Contrato com PJF pode reduzir problemas
Em ofício enviado para o Ministério Público Federal, o Hospital Universitário (HU) admite sua capacidade ociosa, mas diz que o problema pode ser amenizado se serviços forem contratualizados junto à Prefeitura (ver fac-símile acima), o que levaria à criação de um terceiro turno de trabalho na unidade. Em atendimento a uma solicitação da Secretaria de Saúde, o superintendente do HU, Dimas Augusto Carvalho de Araújo, informou, no último dia 20, que tem como ampliar em 63,96% as consultas e acompanhamentos na unidade, saltando das atuais 10.956 mensais para 17.964 (ver quadro na página 3). Outra proposta é dobrar a capacidade de internação de 314 para 700 internações mensais. A fisioterapia saltaria de 688 atendimentos mensais para 2.988. O mesmo se daria no tratamento clínico de diversas especialidades. A ampliação seria feita utilizando a estrutura das duas unidades existentes hoje no município, nos bairros Santa Catarina e Dom Bosco.
“A paralisação da obra do hospital foi uma grande perda para a sociedade, mas isso pode ser amenizado com as contratualizações. Hoje o Hospital Universitário talvez seja o que tem toda uma equipe completa. Nós podemos ter o terceiro turno, o horário da noite, ficando aberto até às 23h. Com isso, absorveríamos um terço a mais. Nós temos profissionais, temos máquinas, temos espaço e temos doentes na fila. Temos tudo. Mas eu fico entre a cruz e a espada. Porque como é um hospital público, eu não posso fazer uma produção não contratualizada, porque eu levo o hospital a uma situação de insegurança orçamentário financeira. Preciso de um contrato”, afirma o superintendente.

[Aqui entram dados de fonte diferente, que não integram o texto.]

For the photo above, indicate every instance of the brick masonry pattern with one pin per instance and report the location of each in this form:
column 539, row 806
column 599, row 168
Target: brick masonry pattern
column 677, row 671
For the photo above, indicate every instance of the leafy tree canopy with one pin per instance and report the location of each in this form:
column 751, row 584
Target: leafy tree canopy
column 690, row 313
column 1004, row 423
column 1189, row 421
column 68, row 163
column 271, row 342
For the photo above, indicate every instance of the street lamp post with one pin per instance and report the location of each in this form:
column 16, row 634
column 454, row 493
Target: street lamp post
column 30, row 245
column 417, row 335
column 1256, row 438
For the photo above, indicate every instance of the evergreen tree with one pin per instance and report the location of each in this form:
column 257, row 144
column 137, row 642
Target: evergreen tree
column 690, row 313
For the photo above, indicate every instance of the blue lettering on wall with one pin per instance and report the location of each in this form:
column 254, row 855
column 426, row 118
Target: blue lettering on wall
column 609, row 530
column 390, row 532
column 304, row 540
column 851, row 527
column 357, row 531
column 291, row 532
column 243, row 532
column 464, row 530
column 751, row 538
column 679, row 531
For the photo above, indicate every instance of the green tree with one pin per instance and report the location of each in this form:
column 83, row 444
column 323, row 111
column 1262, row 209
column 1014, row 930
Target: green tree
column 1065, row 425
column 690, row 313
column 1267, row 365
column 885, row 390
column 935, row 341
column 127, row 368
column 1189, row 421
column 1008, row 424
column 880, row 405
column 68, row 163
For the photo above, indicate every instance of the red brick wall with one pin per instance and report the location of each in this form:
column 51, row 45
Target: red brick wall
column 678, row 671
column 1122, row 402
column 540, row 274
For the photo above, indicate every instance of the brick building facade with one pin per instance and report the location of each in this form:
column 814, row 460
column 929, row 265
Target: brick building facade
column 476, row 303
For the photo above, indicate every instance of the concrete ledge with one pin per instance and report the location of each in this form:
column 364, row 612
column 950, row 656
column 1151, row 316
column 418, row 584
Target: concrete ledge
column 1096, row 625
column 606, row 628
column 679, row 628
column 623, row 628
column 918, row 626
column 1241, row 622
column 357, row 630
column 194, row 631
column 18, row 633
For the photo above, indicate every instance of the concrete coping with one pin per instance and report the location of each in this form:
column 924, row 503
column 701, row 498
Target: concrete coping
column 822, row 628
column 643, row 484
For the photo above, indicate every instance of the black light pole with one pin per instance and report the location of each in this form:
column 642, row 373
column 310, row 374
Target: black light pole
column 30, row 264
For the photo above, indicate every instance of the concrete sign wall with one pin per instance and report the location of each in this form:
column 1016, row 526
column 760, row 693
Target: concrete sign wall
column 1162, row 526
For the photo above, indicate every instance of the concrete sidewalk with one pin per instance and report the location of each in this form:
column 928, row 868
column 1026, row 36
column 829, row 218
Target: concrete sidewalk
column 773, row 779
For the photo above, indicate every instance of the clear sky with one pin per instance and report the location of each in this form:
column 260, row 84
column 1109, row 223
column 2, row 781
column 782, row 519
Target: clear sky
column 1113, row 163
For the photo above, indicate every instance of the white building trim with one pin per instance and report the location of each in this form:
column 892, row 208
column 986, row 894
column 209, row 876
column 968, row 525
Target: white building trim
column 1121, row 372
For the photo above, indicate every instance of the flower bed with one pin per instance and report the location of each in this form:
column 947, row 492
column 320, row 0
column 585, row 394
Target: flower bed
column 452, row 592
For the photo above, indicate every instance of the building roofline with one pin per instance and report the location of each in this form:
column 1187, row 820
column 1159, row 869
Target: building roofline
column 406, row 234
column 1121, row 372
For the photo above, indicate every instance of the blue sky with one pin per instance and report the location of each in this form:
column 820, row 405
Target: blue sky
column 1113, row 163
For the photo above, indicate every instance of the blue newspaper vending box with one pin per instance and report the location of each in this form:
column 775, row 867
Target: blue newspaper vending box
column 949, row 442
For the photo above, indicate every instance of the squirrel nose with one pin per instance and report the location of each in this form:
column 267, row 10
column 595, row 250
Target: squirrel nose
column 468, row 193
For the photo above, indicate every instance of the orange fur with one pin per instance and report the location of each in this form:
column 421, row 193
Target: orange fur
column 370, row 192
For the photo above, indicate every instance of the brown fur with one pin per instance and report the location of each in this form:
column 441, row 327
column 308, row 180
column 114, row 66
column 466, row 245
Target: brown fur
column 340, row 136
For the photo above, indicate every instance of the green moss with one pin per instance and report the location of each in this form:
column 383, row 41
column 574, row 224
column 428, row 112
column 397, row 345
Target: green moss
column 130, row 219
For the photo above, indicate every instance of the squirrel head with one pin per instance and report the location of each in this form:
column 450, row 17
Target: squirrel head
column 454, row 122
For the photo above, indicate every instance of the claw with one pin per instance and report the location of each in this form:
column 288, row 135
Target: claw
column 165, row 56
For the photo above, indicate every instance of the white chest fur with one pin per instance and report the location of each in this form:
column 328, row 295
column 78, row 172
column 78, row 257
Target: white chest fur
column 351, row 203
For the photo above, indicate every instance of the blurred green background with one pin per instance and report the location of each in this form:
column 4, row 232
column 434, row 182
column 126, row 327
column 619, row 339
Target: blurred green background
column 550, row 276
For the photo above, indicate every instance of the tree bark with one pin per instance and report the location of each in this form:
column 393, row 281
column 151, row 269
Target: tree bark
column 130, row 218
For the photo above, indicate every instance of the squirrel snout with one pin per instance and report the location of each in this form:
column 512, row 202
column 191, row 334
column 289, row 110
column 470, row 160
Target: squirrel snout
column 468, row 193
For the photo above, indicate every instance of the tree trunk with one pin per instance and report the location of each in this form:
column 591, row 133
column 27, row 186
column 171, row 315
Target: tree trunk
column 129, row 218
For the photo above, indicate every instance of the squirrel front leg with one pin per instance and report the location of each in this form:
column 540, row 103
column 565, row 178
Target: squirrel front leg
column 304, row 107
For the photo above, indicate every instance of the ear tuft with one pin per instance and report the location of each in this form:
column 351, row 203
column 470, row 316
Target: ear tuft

Segundo Dimas, desde o ano passado, várias conversas entre o hospital, a Ebserh e a Prefeitura de Juiz de Fora foram realizadas nesse sentido. “Independentemente da conclusão da obra de ampliação do HU, temos possibilidade de aumentar a nossa produção, já que temos horários disponíveis no ambulatório e nas salas cirúrgicas. Estamos discutindo com o gestor municipal, desde janeiro do ano passado, propostas de aumento de produção do nosso contrato SUS. A última que encaminhamos à Secretaria de Saúde, em fevereiro de 2018, aponta que poderíamos aumentar em dez mil o número de procedimentos de ambulatório”, afirma.
De acordo com o gerente de atenção à Saúde do HU, Sérgio Paulo Pinto, o papel do HU é de cooperar com a rede pública de saúde. “O que estamos falando aqui é que temos a capacidade de cooperar mais”, aponta. Procurada pela Tribuna, a Secretaria de Saúde informou que a proposta “está em análise”.
Caso a situação não seja resolvida, novas transferências de profissionais acontecerão. A perda poderá chegar a 50 cargos.